Female Sex Hormones Tied to Sleep Apnea Symptoms in Women

Low levels of female sex hormones linked to sleep apnea symptoms in study of 774 women aged 40 to 67 years
An Asian woman is sleeping in a comfortable bed.
An Asian woman is sleeping in a comfortable bed.Adobe Stock

WEDNESDAY, June 22, 2022 (HealthDay News) -- Middle-aged women with low serum estrogen and progesterone levels are more likely to snore and report symptoms of obstructive sleep apnea, according to a study published online June 22 in PLOS ONE.

Erla S. Sigurðardóttir, from the University of Iceland in Reykjavík, and colleagues assessed whether serum concentration of estrogens and progesterone are associated with the prevalence of sleep apnea symptoms in middle-aged women. The analysis included 774 women (aged 40 to 67 years) from seven European countries.
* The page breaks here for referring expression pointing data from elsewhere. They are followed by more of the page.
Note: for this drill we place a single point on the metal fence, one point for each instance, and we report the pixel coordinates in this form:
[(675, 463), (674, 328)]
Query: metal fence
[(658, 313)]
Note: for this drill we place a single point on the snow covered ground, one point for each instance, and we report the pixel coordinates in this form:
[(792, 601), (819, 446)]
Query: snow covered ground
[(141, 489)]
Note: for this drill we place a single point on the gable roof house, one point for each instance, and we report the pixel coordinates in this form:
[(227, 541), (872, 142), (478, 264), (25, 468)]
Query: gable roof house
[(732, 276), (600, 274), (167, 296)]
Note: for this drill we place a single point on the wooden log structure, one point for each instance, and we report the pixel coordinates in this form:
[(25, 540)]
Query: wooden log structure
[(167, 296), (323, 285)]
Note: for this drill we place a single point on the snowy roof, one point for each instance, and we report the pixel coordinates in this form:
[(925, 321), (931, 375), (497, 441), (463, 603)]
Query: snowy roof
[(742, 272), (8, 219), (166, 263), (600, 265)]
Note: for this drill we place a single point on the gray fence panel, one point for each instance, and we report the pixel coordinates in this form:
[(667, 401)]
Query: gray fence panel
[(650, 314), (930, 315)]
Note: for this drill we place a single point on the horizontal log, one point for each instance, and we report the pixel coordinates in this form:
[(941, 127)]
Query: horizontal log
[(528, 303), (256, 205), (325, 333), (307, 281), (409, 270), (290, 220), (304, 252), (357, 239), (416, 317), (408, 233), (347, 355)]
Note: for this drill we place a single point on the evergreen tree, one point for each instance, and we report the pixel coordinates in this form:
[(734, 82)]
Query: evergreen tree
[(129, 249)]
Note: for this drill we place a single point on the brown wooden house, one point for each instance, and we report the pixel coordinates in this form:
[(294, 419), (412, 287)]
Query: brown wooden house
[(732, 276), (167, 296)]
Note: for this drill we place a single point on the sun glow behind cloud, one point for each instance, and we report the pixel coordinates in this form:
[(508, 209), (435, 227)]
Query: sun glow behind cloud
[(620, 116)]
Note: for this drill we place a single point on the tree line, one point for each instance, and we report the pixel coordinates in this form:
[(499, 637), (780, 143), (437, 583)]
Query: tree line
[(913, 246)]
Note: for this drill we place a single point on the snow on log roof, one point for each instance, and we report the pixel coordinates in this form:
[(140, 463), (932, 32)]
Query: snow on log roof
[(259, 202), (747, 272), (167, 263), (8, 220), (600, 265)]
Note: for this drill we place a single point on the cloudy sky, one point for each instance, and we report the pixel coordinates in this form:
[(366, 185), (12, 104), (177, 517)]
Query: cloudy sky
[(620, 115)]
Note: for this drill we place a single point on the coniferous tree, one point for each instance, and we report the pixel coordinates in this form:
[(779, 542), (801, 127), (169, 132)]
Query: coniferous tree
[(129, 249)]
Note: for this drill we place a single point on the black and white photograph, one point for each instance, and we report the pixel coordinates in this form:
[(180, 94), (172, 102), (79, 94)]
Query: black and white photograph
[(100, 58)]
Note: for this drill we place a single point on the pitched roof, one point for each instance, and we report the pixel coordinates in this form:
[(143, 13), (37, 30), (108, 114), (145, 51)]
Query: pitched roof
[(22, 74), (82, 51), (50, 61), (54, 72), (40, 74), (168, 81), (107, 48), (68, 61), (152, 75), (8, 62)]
The researchers found that a doubling of serum concentrations of estrone and progesterone was associated with decreased odds of snoring (19 and 9 percent, respectively). A doubling of the concentrations of 17β-estradiol, estrone, and estrone 3-sulfate was associated with 18, 23, and 17 percent decreased odds, respectively, of breathing irregularly among snorers, while a doubling of the progesterone concentration was further associated with 12 percent decreased odds of waking up suddenly with a choking sensation.

"It is crucial to develop strategies to decrease the high prevalence and associated morbidity of obstructive sleep apnea and adjusting female sex hormones levels might be the key to accomplish this," the authors write.